Studies show that to see clearly, the average 60-year-old person needs at least three times the amount of light as the average 20-year-old. To compensate for changes in aging pupils, use proper illumination. For example, you can increase the amount of ambient light throughout your home, use individual lights—or task lighting—for specific activities, or avoid glare, which can be disorienting, by using lamp shades to diffuse lighting instead of bare bulbs or clear shades .
For losses in up-close vision, use reading glasses, bifocals, trifocals, progressive lenses (no lines) or contact lenses, or shine additional light on close work materials to enhance your eyesight.
To help alleviate the effects of minor lens yellowing, use halogen or fluorescent bulbs specifically designed to improve color rendering; bulbs with a color-rendering index (CRI) above 80 may best help. In your home, use warm contrasting colors such as yellow, orange and red to help you know where things are and to make it easier to perform daily activities.
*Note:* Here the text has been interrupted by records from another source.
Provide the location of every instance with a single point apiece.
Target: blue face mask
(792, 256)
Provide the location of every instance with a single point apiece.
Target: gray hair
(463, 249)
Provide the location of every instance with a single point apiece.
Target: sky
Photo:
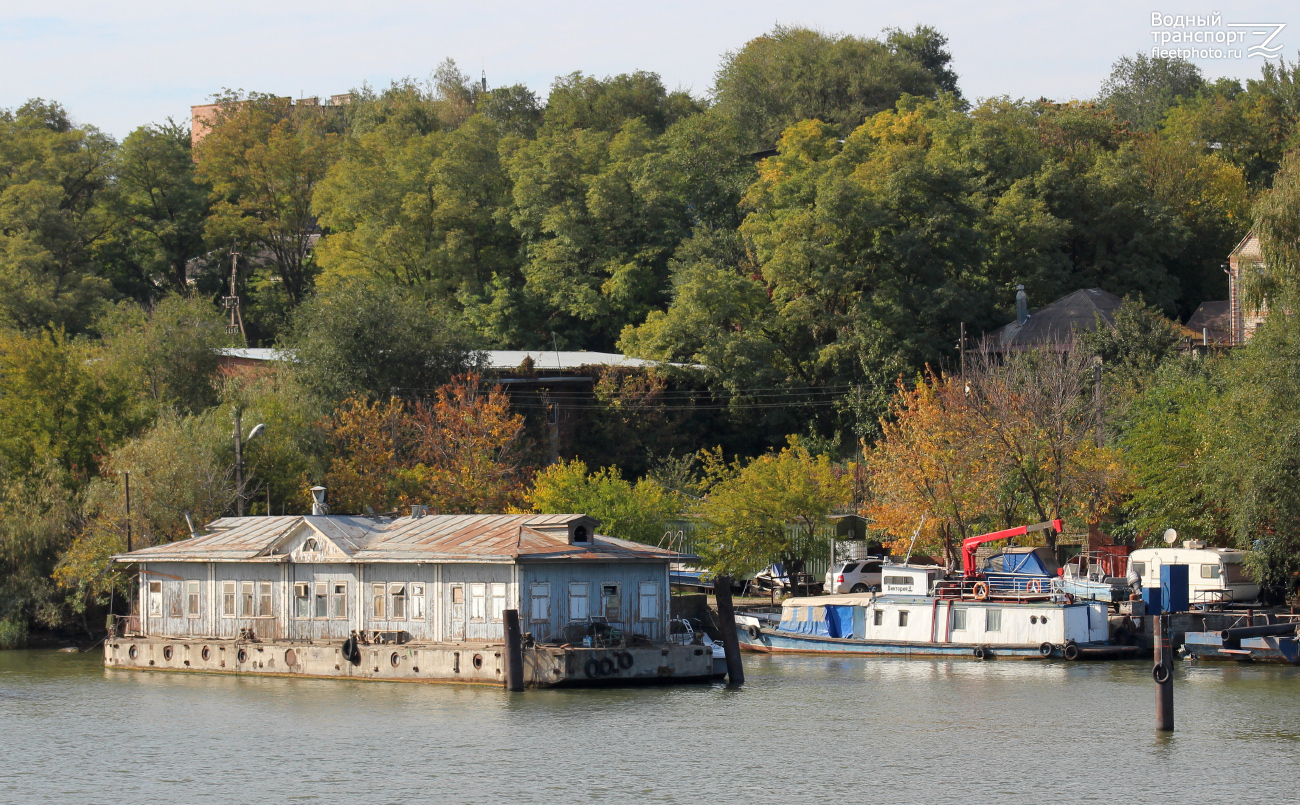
(130, 63)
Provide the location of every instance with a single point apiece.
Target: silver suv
(854, 576)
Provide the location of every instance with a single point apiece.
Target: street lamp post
(239, 444)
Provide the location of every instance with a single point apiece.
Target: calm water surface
(801, 730)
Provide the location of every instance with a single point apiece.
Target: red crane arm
(970, 544)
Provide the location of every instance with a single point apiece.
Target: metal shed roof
(480, 537)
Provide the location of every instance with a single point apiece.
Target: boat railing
(1036, 588)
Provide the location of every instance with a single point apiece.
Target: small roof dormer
(575, 528)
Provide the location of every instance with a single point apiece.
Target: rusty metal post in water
(1164, 675)
(727, 623)
(514, 653)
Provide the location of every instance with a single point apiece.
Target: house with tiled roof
(420, 578)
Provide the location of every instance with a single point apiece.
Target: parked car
(854, 576)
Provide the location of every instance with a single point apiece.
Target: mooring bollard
(514, 653)
(727, 622)
(1164, 675)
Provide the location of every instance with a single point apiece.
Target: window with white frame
(247, 600)
(228, 598)
(497, 592)
(264, 600)
(320, 609)
(339, 600)
(416, 602)
(992, 620)
(477, 602)
(155, 598)
(302, 600)
(611, 602)
(540, 601)
(580, 594)
(398, 592)
(648, 601)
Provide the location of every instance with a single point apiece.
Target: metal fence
(683, 536)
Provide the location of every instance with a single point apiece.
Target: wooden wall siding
(458, 622)
(321, 628)
(443, 619)
(628, 576)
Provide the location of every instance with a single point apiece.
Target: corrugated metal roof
(481, 537)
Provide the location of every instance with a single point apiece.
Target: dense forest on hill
(813, 229)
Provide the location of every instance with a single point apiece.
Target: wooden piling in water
(727, 623)
(514, 652)
(1164, 675)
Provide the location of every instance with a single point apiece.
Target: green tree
(420, 210)
(55, 180)
(263, 159)
(160, 206)
(369, 337)
(792, 74)
(640, 511)
(1142, 90)
(746, 514)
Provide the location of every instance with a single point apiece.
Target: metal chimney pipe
(319, 507)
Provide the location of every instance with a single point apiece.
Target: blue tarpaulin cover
(839, 620)
(813, 620)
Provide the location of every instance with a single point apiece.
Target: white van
(1214, 575)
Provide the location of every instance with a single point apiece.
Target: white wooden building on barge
(414, 598)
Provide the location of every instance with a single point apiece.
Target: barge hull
(464, 663)
(771, 641)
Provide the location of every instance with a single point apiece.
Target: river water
(802, 728)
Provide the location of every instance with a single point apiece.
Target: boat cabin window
(341, 600)
(497, 592)
(398, 592)
(649, 601)
(477, 602)
(321, 607)
(541, 601)
(579, 592)
(417, 602)
(302, 600)
(228, 598)
(611, 602)
(992, 620)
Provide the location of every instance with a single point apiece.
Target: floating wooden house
(420, 597)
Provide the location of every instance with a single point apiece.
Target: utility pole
(126, 484)
(233, 299)
(961, 347)
(1096, 395)
(238, 464)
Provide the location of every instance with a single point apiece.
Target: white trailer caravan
(1214, 575)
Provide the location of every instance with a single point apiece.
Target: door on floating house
(458, 611)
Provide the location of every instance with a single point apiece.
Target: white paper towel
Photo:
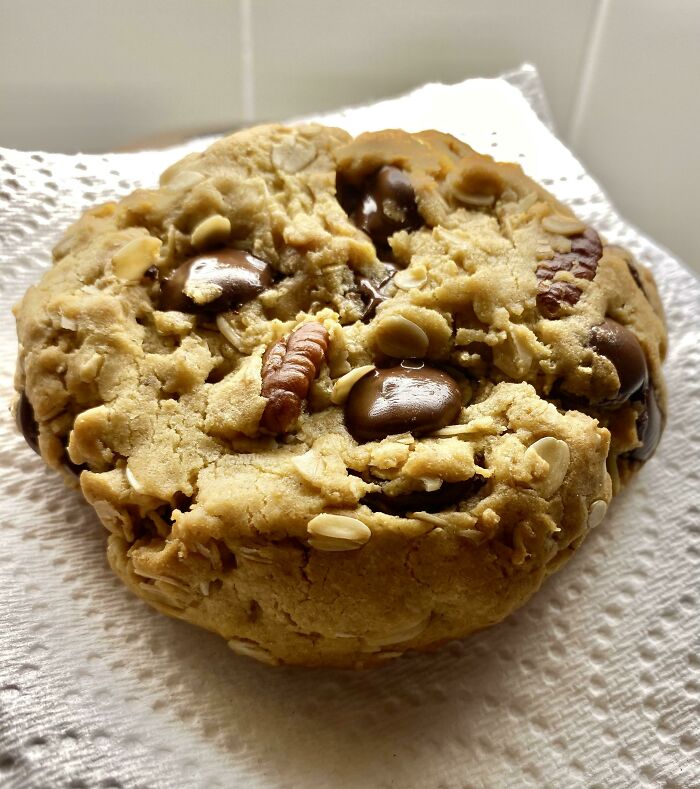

Studies show that a good diet may help protect the lens of the eye and reduce the risk of certain lens conditions that diminish sight. Vitamins A, C and E and minerals like copper and zinc are essential to eyesight. Anthocyanin-rich blueberries, grapes and goji berries have antioxidant and anti-inflammatory properties that can help improve your vision.
DHA, a fatty acid found in coldwater fish such as wild salmon, sardines and mackerel, provides structural support to cell membranes to boost eye health.
While exercising your whole body can help improve eye health, you can also work on just your eyes. Simple exercises to help maintain optimal vision include placing warm palms against your eyes for five seconds, rolling your eyes clockwise 10 times and then counterclockwise 10 times, and focusing your eyes on an object such as a pen at arm’s length, then moving it closer and farther. Perform these exercises first thing in the morning, before bedtime or any time your eyes feel fatigued.